I stared at the black screen for a long time, my reflection faint in the glass like a ghost of who I used to be.
“Mommy?” Mia mumbled, leaning against my shoulder with sticky fingers threading into my sleeve. “Are you okay?”
I nodded, brushing chocolate-scented curls away from her forehead. “Just thinking.”
“That’s what Daddy does when he misses you,” she said sleepily.
My breath caught somewhere between my lungs and my throat.
That night, after Mia had crashed hard in the clinic’s guest room, I walked the quiet hallways alone. My footsteps echoed faintly off sterile tile, moonlight pouring through tall windows like liquid silver.
I paused outside my suite door, key card trembling in my hand, before finally stepping inside.
The room was spotless. Quiet. Still as a held breath.
I walked to the bedside drawer and opened it with fingers that felt like they belonged to someone else.
There, nestled in velvet like a sleeping secret, was the ring.
The same fucking ring from that charity gala seven years ago.

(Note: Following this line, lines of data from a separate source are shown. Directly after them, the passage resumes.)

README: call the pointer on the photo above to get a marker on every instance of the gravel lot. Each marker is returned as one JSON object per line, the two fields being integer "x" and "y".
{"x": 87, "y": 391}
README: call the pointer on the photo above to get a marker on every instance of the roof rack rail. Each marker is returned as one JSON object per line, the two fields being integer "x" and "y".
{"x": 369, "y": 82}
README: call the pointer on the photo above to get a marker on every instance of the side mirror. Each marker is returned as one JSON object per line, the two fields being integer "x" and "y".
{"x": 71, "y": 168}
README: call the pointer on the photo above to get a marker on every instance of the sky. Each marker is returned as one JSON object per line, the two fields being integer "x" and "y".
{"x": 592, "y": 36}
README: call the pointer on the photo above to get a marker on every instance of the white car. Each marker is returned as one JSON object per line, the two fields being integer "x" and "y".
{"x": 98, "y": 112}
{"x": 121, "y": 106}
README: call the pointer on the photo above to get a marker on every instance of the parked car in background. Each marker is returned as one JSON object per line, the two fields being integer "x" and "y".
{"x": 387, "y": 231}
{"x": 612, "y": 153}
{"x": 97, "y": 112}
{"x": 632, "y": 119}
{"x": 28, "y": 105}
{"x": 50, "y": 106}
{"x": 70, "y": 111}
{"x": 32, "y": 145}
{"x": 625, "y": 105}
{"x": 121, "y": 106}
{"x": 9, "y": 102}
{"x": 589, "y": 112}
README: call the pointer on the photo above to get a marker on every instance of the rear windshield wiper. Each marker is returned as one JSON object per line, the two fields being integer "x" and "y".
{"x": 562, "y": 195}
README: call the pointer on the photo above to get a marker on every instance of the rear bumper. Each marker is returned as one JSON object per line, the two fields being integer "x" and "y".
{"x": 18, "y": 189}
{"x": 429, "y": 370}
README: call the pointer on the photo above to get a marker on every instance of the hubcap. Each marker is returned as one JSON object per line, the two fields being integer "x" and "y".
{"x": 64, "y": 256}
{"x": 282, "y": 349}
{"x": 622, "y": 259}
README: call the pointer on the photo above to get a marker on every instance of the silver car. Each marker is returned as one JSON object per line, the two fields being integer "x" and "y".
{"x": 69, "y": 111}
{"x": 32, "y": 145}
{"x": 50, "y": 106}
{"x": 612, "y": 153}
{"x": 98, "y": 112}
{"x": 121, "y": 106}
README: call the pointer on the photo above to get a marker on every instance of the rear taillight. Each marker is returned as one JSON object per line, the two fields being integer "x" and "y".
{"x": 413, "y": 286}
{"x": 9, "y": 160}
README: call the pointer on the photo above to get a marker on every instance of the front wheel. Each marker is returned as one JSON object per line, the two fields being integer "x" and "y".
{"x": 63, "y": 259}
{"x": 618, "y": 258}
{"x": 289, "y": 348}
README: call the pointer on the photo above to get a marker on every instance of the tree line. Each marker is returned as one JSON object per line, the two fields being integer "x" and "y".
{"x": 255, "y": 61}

The night he’d placed it in my palm like he was passing me a business card, all arrogance and charm, not knowing he was technically proposing to the mother of his unborn child.
Back then, it had felt like a lie. A beautiful, expensive lie for a girl I was pretending to be.
I’d kept it through everything. Countries, jobs, heartbreak, midnight flights to new cities. Not because I wanted the ring—Christ, no.
But because I wasn’t ready to let go of the version of myself who believed she wasn’t worthy of love that didn’t come with a price tag.
My fingers trembled as I picked it up.
The diamonds caught the light, so small compared to everything we’d survived together.
I remembered that night now with crystal clarity. The music, the crowd, the way he’d looked at me like I was the only person in a room full of Manhattan’s elite.
The way I’d smiled back even though I knew I’d be gone before sunrise.
I turned toward the fireplace where flames flickered low, casting dancing shadows against walls that had seen too many secrets.
This wasn’t about revenge or anger or even closure, really.
This was about choice.
I thought about the woman I used to be—afraid, defensive, always running toward the exit before anyone could ask me to stay.
And the woman I’d become—a mother, a survivor, someone who’d learned to love without begging for permission.
“Goodbye,” I whispered to the empty room, voice cracking around the edges.
I dropped the ring into the flames.
The diamonds hissed as metal curled, melted, dissolved into the past where it belonged. The physical reminder of a night that had changed everything, finally released from the burden of meaning more than it should.
I didn’t cry.
Just stood there until the fire went quiet and the ashes cooled.
I had loved him then—desperately, foolishly, with all the passion of a woman who thought love was something you stole in the dark.
But I chose him now—consciously, deliberately, with all the wisdom of a woman who’d learned that love was something you built in the light.
And I watched the past melt into gold.